The best part of “Azimuth”, the Hubbard Street/LINES Ballet collaboration which had its Los Angeles premiere Friday, turned out to be the assembled twenty eight dancers themselves. Both companies are fierce representatives of the current state of ballet modernism in the U.S. Hubbard Street is Chicago’s outpost for Euro Zone dance, known for its relationship with the Nederlands Dans Theater franchise, while King has developed his personal, stand-alone brand of contemporary ballet over thirty years of work with his chamber company based in the San Francisco Bay Area. Each company presented one work on Friday’s program before joining forces in “Azimuth”.
One axiom for any collaboration is that it should yield more than the simple sum of its parts. But beyond the powerful impression of an augmented cast of accomplished dancers, that didn’t always hold true for “Azimuth”. As a high concept work, it seeks to expand the standard concept of the word. But in practice, it was the surfeit of movement that tended to blunt new references. What remained was a distillation of the demands of King’s hyper-expressive, febrile dancemaking. It’s the kind of movement that amazes due to its obvious muscled virtuosity. It can also seem overly self-referential. Juiced up with the addition of sixteen of Hubbard Street’s powerful alt-ballet dancers, “Azimuth” opens with a large and lengthy ensemble section of mostly unison dance, a kind of flash mob of contemporary ballet, against which a soloist, first Courtney Henry, and later others, emerge. “Azimuth” felt at times overburdened with larger ensembles and a relentless crush of movement which offered little sense of repose. An exception was the section titled “Compass”, set to the harp interlude from Britten’s “Ceremony of Carols”. Here the female soloist, Hubbard Street’s petite and daring Kelly Epperheimer, partnered by four men, is continuously sailed and lofted across the stage in a partnership that produced a magical, airy sense of weightlessness.
Much of the score for “Azimuth” depended on liturgical music drawn from Judaic, Christian, and Gospel sources, including original musical collaborations by Ben Juodvalkis. Measured against the overall design of the work, those choices could seem extraneous. The musical collaboration from the opening work, “Scheherazade” (choreographed by King and danced by LINES) also develops along episodic lines. The composer, Zakir Hussain, has created a score that incorporates melodic fragments from the original music (Rimsky-Korsakov) and embedded them in a soundscape that uses both Western and Persian sonorities.
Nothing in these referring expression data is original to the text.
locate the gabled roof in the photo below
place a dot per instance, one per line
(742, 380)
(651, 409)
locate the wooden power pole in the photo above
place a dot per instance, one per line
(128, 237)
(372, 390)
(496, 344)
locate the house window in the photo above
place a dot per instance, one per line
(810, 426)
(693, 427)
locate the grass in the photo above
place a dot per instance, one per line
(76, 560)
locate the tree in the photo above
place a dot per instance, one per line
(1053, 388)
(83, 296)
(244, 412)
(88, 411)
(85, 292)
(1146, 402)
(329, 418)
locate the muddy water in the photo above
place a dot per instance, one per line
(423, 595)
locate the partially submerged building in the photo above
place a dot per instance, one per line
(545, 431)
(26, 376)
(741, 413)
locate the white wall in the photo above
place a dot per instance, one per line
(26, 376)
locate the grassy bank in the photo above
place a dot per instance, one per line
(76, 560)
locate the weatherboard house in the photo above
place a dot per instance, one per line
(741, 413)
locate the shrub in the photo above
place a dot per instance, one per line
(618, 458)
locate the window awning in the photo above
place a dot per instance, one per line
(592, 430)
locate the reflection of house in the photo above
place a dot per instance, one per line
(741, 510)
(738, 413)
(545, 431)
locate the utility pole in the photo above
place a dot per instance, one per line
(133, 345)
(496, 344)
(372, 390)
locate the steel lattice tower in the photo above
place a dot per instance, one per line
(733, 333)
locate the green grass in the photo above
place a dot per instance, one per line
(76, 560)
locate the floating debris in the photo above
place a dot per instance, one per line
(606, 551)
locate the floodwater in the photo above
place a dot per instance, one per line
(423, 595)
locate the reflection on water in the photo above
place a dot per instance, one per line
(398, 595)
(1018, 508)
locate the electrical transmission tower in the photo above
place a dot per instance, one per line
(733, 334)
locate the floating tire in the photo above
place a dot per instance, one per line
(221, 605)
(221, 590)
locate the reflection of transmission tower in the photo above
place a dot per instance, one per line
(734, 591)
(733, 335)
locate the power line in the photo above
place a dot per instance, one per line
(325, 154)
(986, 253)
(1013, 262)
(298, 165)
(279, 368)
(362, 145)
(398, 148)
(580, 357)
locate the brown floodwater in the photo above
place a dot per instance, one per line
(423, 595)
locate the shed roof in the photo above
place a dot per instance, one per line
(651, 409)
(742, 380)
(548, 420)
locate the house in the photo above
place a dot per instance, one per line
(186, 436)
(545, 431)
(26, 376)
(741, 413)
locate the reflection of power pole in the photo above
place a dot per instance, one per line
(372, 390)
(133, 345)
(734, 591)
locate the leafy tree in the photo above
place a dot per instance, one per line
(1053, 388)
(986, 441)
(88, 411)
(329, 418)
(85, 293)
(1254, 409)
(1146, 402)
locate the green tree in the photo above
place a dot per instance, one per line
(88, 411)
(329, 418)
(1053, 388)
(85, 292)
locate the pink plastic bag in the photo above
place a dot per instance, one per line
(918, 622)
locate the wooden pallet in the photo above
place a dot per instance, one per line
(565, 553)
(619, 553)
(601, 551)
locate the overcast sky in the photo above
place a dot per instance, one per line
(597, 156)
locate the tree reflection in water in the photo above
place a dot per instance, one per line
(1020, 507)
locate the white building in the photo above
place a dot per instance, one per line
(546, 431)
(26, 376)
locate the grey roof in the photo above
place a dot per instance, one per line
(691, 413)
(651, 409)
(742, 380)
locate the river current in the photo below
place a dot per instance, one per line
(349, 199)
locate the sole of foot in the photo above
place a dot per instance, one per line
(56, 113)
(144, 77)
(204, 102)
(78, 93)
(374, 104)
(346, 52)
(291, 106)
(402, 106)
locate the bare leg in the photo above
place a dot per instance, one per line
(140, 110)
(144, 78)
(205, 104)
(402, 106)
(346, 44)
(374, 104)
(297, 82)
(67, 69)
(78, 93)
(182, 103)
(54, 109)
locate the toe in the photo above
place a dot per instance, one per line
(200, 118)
King’s version is a psychological, mostly story-free distillation. The work, originally by Fokine for Ballets Russes (1910) survives in reenacted versions that tend toward caricature of a ballet relic. But here, King’s intricate partnering with the women en pointe, and deepened conceptual orientation prove suited to the ballet’s original themes and a modern evocation of the undercurrents of sexual oppression. The rich colors (here, vivid backdrop projections), a single, hanging piece of swaged textile, pendant lamps, and other suggestions of Bakst’s original designs are brought forward, pared down, but modernized. The designs were by Robert Rosenwasser and Axel Morganthaler. This version coalesces around a beautiful and often harsh, manipulative pas de deux for the two protagonists, Scheherazade (Kara Wilkes) and Shahriar (David Harvey). They return near the conclusion of the ballet, transformed as partners in a final section that hints at the redemptive qualities of their relationship.
The remaining work on the program, Alejandro Cerrudo’s, “Little mortal jump” danced by Hubbard Street, inhabits a more theatrical world. It uses collaged music by Philip Glass, an excerpt from the animated documentary “Waltz with Bashir” and works by other composers. For a score of such disparate elements it was remarkable for its sense of continuity and the way in which it fit Cerrudo’s inventive stage action. While “Scheherazade” and “Azimuth” leaned hard on big themes, “Little mortal jump” tended to made a big deal out of slighter interactions. That’s not to say it’s a slight work. It dwells briefly in dark corners but is also leavened with humor and the winning theatrical flair associated with choreographers (such as Cerrudo) who share a history with Nederlands Dans Theatre.
The work features a compact cast of ten dancers in shifting combinations. It also is vested with shades of vaudeville, inventively coated with appealing, smart movement. The four oversized rolling boxes comprising the set function like props from old fashioned illusions, but also double as portals or walls. Standout sections included a slow motion duo as two dancers made their way off stage in the glare of lights from the wings, and a touching, melancholic pas de deux set against the undulating phrases of a solo violin. It made Cerrudo’s version of mortality via dance seem like a pretty good deal.
(The reviewed program took place in Los Angeles on June 21, 2013. Alejandro Cerrudo is the resident choreographer with Hubbard Street Dance Chicago. The music for “Scheherazade” was commissioned as part of a project commemorating the centenary of the Ballets Russes de Monte-Carlo. It was played live at the premiere in 2010. The LINES Ballet/Hubbard Street Dance collaboration for “Azimuth” premiered earlier in 2013 at Zellerbach Hall in Berkeley, California. All the music for this performance was prerecorded.)